One defining feature of SOD1-linked ALS is that clusters of SOD protein appear in the affected motor neurons and support cells. Even in cases not linked to SOD1 mutations, aggregates of SOD and other proteins can be found in affected cells.
Some of the Scripps scientists had previously looked at what they named “framework destabilization” in ALS. According to this theory, mutant SOD1 genes that are linked with ALS all code for structurally unstable versions of SOD protein.

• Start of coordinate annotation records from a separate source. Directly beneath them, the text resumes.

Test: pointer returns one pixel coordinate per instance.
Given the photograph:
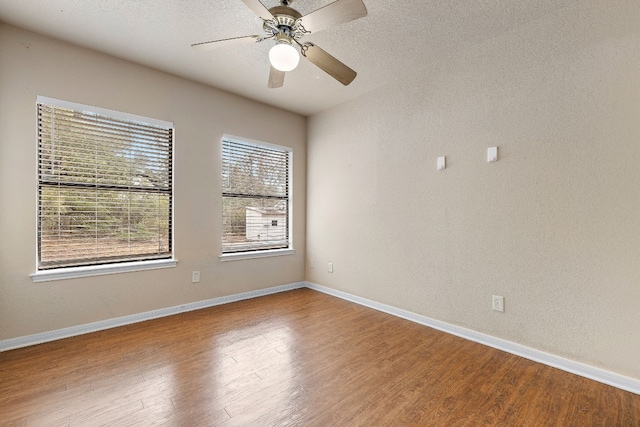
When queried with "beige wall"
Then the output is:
(553, 226)
(32, 65)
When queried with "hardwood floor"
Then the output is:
(299, 358)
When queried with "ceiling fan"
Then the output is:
(286, 26)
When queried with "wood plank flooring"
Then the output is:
(299, 358)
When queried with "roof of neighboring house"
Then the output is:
(268, 211)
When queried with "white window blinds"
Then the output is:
(104, 188)
(255, 197)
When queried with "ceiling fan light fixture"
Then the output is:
(284, 57)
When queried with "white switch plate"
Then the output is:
(492, 154)
(498, 303)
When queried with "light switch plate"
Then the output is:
(492, 154)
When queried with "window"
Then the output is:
(256, 201)
(104, 186)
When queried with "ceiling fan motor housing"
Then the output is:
(286, 18)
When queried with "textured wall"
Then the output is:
(32, 65)
(553, 226)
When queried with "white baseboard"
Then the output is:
(610, 378)
(140, 317)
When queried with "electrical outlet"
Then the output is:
(498, 303)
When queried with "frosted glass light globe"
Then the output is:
(284, 57)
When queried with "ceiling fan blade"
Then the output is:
(276, 78)
(328, 63)
(335, 13)
(215, 44)
(259, 9)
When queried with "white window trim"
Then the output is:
(123, 267)
(99, 270)
(256, 254)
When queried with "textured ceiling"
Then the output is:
(395, 40)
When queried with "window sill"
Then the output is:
(256, 254)
(99, 270)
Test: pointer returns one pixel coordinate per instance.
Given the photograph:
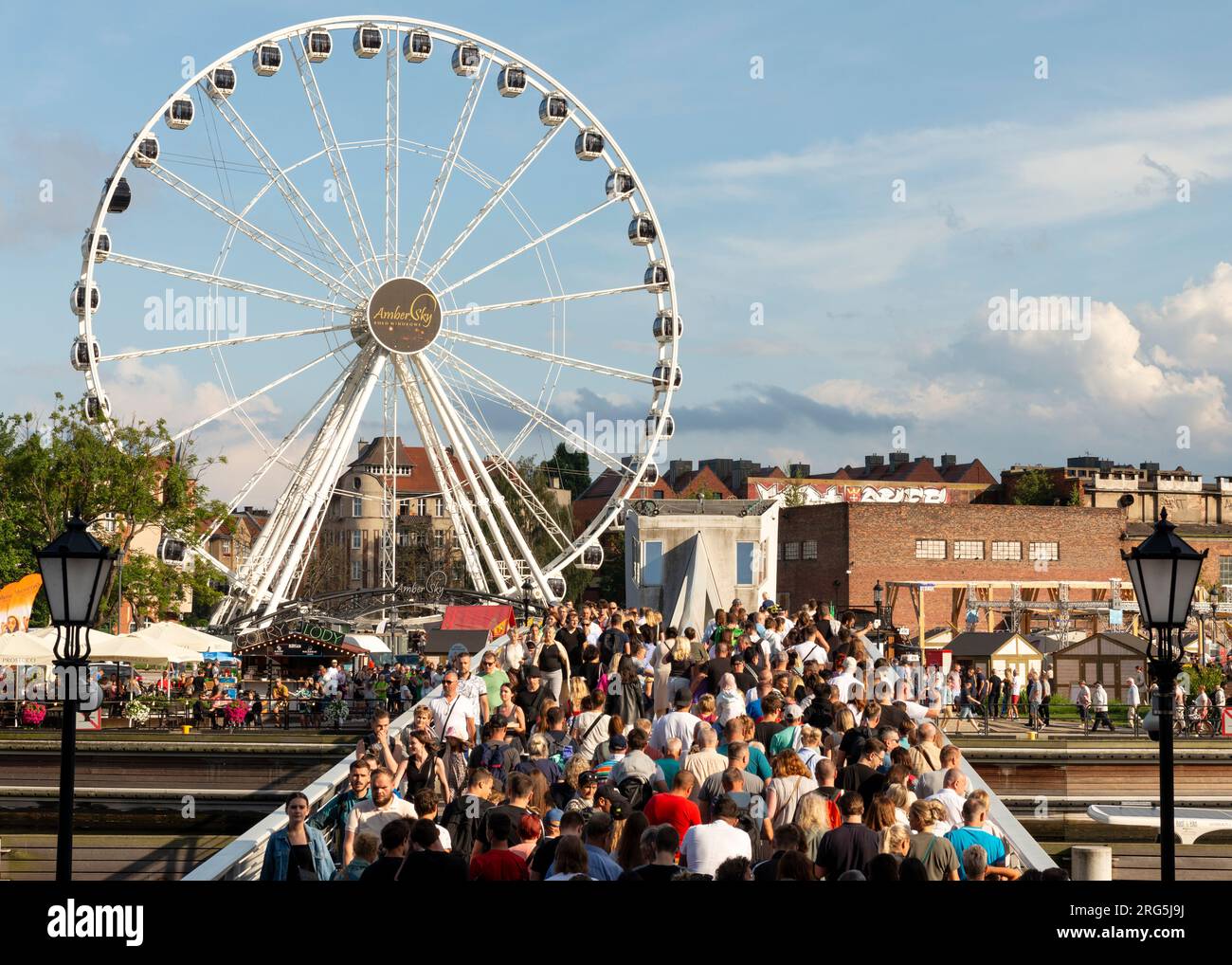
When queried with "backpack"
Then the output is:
(636, 791)
(493, 758)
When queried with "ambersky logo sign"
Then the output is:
(98, 920)
(405, 316)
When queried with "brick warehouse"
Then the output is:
(859, 544)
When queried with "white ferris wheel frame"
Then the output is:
(265, 590)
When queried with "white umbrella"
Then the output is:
(171, 631)
(371, 644)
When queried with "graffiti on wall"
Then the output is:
(814, 493)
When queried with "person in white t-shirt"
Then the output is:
(705, 847)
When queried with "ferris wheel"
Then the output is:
(368, 222)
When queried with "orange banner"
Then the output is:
(16, 600)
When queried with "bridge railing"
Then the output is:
(243, 858)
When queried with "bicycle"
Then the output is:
(1195, 721)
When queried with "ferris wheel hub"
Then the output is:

The unstable SOD proteins are unable to fold properly and begin to aggregate with one another. In the framework destabilization hypothesis, this quickly accumulating SOD aggregation – which forms too fast for neuronal clean-up systems to control the situation – somehow triggers ALS.
In the new study, the team looked at how different SOD1 gene mutations variously affect SOD protein stability.
The team found that the most studied mutation, SOD G93A, aggregated more quickly than non-mutated SOD but more slowly than another mutant – SOD A4V – associated with a rapidly progressing form of ALS.
Upon closer inspection, the researchers also observed a difference in the shape of SOD aggregates. The SOD mutations produced long, rod-shaped aggregates, while non-mutated SOD aggregates were found to be more compact and folded in structure.
Examinations of diminished stability in the mutant SOD proteins looked in particular at a copper ion that helps stabilize the protein. The scientists found that, although mutant SODs were able to take up copper ions normally, if they were exposed to mildly stressing conditions, they had a reduced ability to retain the copper.
Both the impaired ability to retain copper and the longer aggregates corresponded with mutations associated with the more severe forms of ALS.
Also, the researchers suspect that mutant SOD causes inflammation and disrupts protein trafficking and disposal systems. The team believes that these disruptions stress and kill the affected neurons.
“Because mutant SODs get bent out of shape more easily,” says Prof. Elizabeth Getzoff, one of the study’s senior authors, “they don’t hold and release their protein partners properly. By defining these defective partnerships, we can provide new targets for the development of drugs to treat ALS.”
Next, the team will confirm the correlation between structural stability and ALS severity in other SOD mutations.
“If our hypothesis is correct,” says David S. Shin, a research scientist who worked on the study, “future therapies to treat SOD-linked ALS need not be tailored to each individual mutation – they should be applicable to all of them.”